Event

Track Changes: The Literary History of Word Processing - McGill 2013 Digital Humanities Lecture - Matt Kirschenbaum (Maryland)

Thursday, March 21, 2013 18:30to20:00
Leacock Building room 232, 855 rue Sherbrooke Ouest, Montreal, QC, H3A 2T7, CA

Mark Twain famously prepared the manuscript for Life on the Mississippi (1883) with his new Remington typewriter, the first literary text ever submitted to a publisher in typewritten form. Today we recognize that the typewriter changed the history and material culture of authorship. But when did writers begin using word processors? Who were the early adopters? How did the technology change their relationship to their craft? Was the computer just a better typewriter—faster, easier to use—or was it something more? And what will be the fate of today’s “manuscripts,” which take the form of electronic files in folders on hard drives, instead of papers in hard copy? This talk, drawn from the speaker's forthcoming book on the subject, will provide some answers, and also address questions related to the challenges of conducting research at the intersection of literary and technological history.

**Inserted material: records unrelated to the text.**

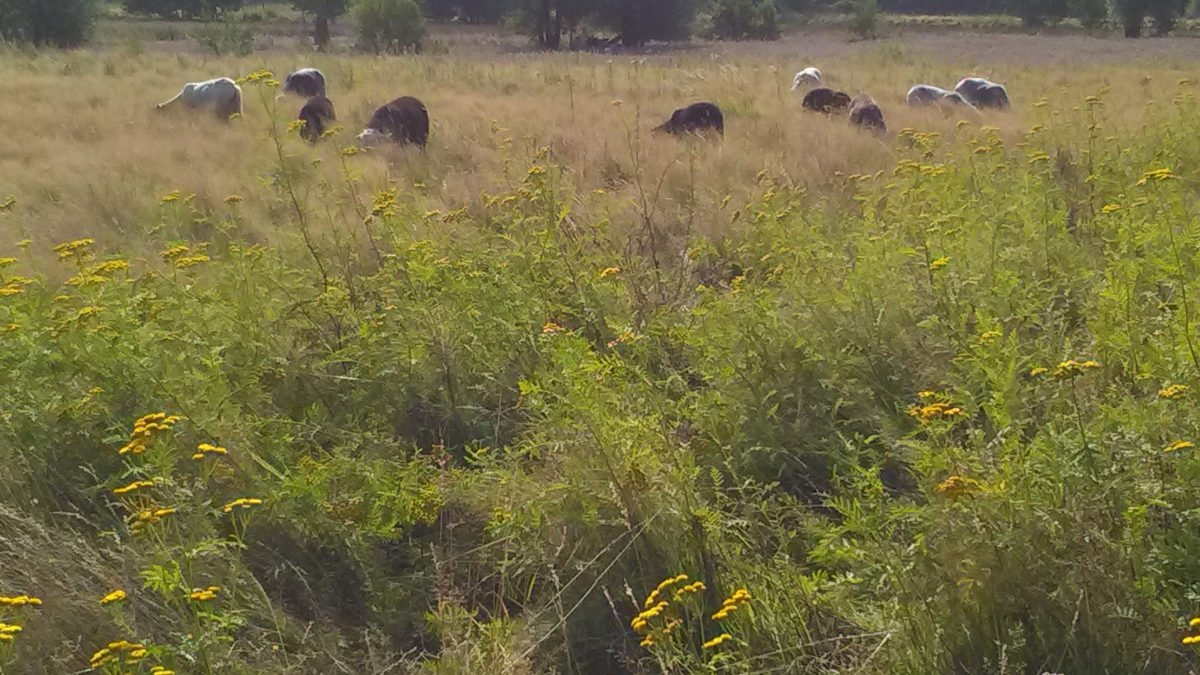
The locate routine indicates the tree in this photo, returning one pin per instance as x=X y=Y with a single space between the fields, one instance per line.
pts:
x=390 y=25
x=183 y=9
x=323 y=12
x=546 y=19
x=744 y=19
x=1037 y=13
x=640 y=21
x=61 y=23
x=1091 y=13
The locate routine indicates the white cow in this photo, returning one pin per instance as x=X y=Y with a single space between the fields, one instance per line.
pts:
x=221 y=95
x=929 y=95
x=809 y=76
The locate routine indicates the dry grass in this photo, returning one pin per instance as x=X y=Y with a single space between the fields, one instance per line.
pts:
x=85 y=154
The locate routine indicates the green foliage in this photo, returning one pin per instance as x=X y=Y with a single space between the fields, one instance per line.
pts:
x=59 y=23
x=1091 y=13
x=1037 y=13
x=183 y=9
x=743 y=19
x=226 y=36
x=389 y=25
x=323 y=11
x=864 y=17
x=935 y=419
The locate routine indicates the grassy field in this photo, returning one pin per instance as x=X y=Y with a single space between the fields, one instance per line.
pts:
x=912 y=405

Matt Kirschenbaum will give the 2nd Annual McGill Lecture in Digital Humanities. Dr. Kirschenbaum is Associate Professor in the Department of English at the University of Maryland and Associate Director of the Maryland Institute for Technology in the Humanities (MITH, an applied thinktank for the digital humanities). He is also an affiliated faculty member with theHuman-Computer Interaction Lab at Maryland, and a member of the teaching faculty at the University of Virginia’s Rare Book School.  Kirschenbaum served as the first director of the new Digital Cultures and Creativity living/learning program in the Honors College at Maryland.

2011 Guggenheim Fellow, Kirschenbaum specializes in digital humanities, electronic literature and creative new media (including games), textual studies, and postmodern/experimental literature. He has a Ph.D. in English from the University of Virginia, and was trained in humanities computing at Virginia’s Electronic Text Center and Institute for Advanced Technology in the Humanities (where he was the Project Manager of the William Blake Archive). His dissertation was the first electronic dissertation in the English department at Virginia and one of the very first in the nation.

The lecture will be preceded by a reception in conjunction with McGill's Interacting with Print project from 5pm onwards.